Its various other features don't really stand out. They're developed just enough to serve parody. Instead of full-page installments it follows a standard four-panel, gag-a-day format. Instead of convoluted character development it presents of a larger variety of simpler, more plot-friendly but more shallow props. Aside from its Trek-ish feel, it is in fact more comparable to Narbonic, jumping from one interesting SciFi notion to another, from silicoid ecosystems to cloaking devices to fabricated slave races.
One of this strip's quainter quirks is the source of inspiration for its body and ship plans. Remember when you used to pick up household items as a kid and run around the house with them going "zoom-zoom" and "pew-pew" pretending they were spaceships? Vexxar's author tends to do just that with common office objects. Everything from a rubber stamp to a desk lamp to a stapler to a chess pawn seems to have served as inspiration for either aliens or their spaceships.
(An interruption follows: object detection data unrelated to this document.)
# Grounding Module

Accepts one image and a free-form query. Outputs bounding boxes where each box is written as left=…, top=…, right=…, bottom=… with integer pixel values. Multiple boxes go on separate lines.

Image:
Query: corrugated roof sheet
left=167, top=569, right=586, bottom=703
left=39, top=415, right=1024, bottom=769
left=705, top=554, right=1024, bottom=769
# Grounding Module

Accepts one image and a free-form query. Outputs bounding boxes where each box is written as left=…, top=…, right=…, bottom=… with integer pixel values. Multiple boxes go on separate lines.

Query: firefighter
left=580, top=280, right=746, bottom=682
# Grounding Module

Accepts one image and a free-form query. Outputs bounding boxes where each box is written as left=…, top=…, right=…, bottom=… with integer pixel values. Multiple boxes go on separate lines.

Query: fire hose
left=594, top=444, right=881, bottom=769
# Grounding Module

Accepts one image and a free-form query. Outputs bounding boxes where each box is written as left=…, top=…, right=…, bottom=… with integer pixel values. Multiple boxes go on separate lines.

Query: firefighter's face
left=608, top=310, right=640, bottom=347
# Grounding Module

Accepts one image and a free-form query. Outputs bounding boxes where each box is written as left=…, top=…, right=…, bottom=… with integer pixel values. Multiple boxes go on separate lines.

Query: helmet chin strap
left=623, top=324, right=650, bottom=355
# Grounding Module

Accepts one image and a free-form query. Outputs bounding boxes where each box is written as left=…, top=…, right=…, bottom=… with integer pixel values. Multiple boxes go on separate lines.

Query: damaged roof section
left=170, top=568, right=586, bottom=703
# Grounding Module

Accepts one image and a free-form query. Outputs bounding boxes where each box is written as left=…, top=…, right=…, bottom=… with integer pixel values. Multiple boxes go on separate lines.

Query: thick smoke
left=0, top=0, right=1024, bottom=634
Sometimes half the fun is just figuring out what he was absentmindedly fiddling with when thinking up a new design.
This results in a steady stream of novel visual gags in addition to the verbal derision, and the strip has remained funny throughout. In fact if it has any flaw it's that the plot can drag a bit in the middle of storylines as more and more four-panel strips are added to serve apt (though somewhat repetitive) one-panel punchlines.